The Embodiment of Love
I’ve been thinking lately – in light of recent events, near and far – about how pain and grief sit in our bodies. Often we humans like to make a distinction between mind, body, and spirit, as I often do. But in fact, all the thinking and feeling we do happens in the body; the physiological and psychological, the intellectual and emotional, all happen within the body. And our sacred inter-connectedness with other humans, and with all other beings and entities, likewise transpires between bodies – the endless continuity of matter and energy from which we all come, and to which we all will ultimately return, all part of the expansion (and eventual contraction) of the universe, of everything known to us, the endless cycle of the stars.
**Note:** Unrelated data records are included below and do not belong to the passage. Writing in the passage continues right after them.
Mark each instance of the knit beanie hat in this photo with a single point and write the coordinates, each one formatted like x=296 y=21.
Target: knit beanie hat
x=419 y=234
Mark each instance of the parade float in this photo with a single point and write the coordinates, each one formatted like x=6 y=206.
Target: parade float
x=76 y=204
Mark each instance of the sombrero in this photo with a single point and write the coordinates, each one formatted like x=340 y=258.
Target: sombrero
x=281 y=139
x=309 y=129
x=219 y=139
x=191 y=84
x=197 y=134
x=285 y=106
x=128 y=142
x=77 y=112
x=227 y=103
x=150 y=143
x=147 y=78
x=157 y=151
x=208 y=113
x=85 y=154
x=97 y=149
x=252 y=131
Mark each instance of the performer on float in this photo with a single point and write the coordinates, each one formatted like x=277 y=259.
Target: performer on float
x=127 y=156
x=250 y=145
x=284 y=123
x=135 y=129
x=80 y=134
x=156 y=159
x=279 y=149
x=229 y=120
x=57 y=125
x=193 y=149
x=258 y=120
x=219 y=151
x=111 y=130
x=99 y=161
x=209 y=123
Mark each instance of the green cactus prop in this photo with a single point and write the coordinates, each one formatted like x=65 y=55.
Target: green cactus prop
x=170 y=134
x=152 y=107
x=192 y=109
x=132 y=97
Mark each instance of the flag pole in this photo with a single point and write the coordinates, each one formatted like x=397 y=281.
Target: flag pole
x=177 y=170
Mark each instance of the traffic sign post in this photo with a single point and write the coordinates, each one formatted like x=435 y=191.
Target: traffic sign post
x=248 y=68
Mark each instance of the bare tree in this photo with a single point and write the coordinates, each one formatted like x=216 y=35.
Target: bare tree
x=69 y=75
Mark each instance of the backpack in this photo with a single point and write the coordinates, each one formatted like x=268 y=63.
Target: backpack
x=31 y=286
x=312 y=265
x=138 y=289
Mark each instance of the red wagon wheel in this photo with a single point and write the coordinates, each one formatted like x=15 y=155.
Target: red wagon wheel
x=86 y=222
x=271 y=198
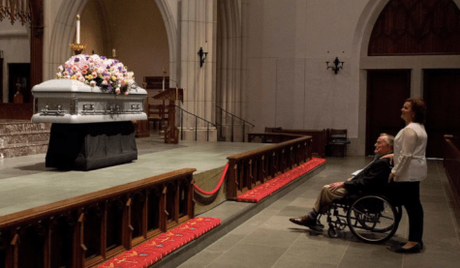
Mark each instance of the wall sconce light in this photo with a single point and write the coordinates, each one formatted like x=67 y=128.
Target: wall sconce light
x=202 y=55
x=337 y=65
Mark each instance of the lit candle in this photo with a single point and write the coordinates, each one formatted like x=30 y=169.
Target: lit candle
x=78 y=29
x=164 y=74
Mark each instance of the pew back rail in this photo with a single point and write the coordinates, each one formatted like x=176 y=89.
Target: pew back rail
x=250 y=169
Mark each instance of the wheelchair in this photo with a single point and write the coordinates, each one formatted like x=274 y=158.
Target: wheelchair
x=372 y=218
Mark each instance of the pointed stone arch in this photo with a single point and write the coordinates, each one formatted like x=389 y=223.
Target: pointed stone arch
x=363 y=62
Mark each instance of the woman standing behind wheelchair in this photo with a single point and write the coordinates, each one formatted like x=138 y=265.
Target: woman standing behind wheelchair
x=409 y=169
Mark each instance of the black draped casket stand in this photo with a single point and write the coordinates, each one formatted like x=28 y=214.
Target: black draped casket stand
x=91 y=146
x=91 y=128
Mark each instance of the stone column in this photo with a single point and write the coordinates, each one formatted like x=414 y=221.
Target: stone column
x=198 y=30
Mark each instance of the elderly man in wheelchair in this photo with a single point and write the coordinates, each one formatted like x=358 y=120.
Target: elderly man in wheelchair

This grand scale of things is important context – always awesome and often strangely comforting. (I have often wondered why the sense I have of my own tininess when looking at a starry sky brings a sense of relief and release, rather than erasure.) But grief is particular – rests in our particular bodies and grieves other particular bodies. Which is maybe why it – unlike worry, or frustration – is often exacerbated by beauty or awe on a grand scale. As in, how dare the rest of the world go on being spectacular, or even just everyday mundane, when my own heart is hurting so, when this important other being is lost to me, or to the world.
Then yesterday was Martin Luther King Day at church, and I began to ponder the great beings who love on a grand scale – the leaders, teachers, prophets, bodhisattvas, who have such loving compassion for all humanity, such faith in our inter-connectedness, that they can lead us toward enlightenment, even at a danger to their own very particular selves. And it occurred to me then – not for the first time, but with new meaning – that love, too, is embodied. That it reaches us at a cellular, neurological level. And that, in fact, grief is itself evidence of this embodied love. So much of what we miss when we miss someone is the fact of their body – the reassurance of their touch, the music of their laughter, their twinkling eye or mischievous grin. And in this moment, as I recall those I’ve loved and lost, I think: we can do for one another what the great ones have done for humanity – maybe even better than they could. Because I think the love poured into us, that we pour into one another, is what remains, long after our beloveds are gone. I think the pain of fresh grief over time can evolve, so that the pain of loss is less often foremost, and the embodiment of love in us is more presently felt. This is not a small thing, this evolution – not a given, not to be expected, often excruciating and observing no timeline but its own. Even so, it does happen, maybe more often than not, given sufficient time and healing. Love endures, in other words. Love remains – in memory, in the body and, in that way, in the world. I like to think of it expanding as the universe itself expands.
We sang a song on Sunday that we’d sung before together as a choir (though our director often instructs us now that we are never the same choir twice) – a piece written by a dear friend and colleague. The last time we’d sung it, she was still alive, and though it was directed now by someone new, we could feel her still with us – nudging our method, admonishing us to mind our esses. Our current director, someone she had mentored in life, introduced the piece by acknowledging his confidence that he would not be standing before us in this new role had it not been for her investment of care in him. The sun of her smile had shone on all of us, truly – but for me, though I had followed her career for years, her real friendship came to me at a crucible time. “You are such a gift to me,” she’d said in a quiet moment – and the shock of her candor had made me feel truly seen, even as I rushed to assure her that she was the gift to all of us. And she was. And we missed her. All of this was with me as we sang her song of courage and bold intention – her courage, her intention, and her love, now embodied in all of us who have known her. She is with us, in us. Her love endures.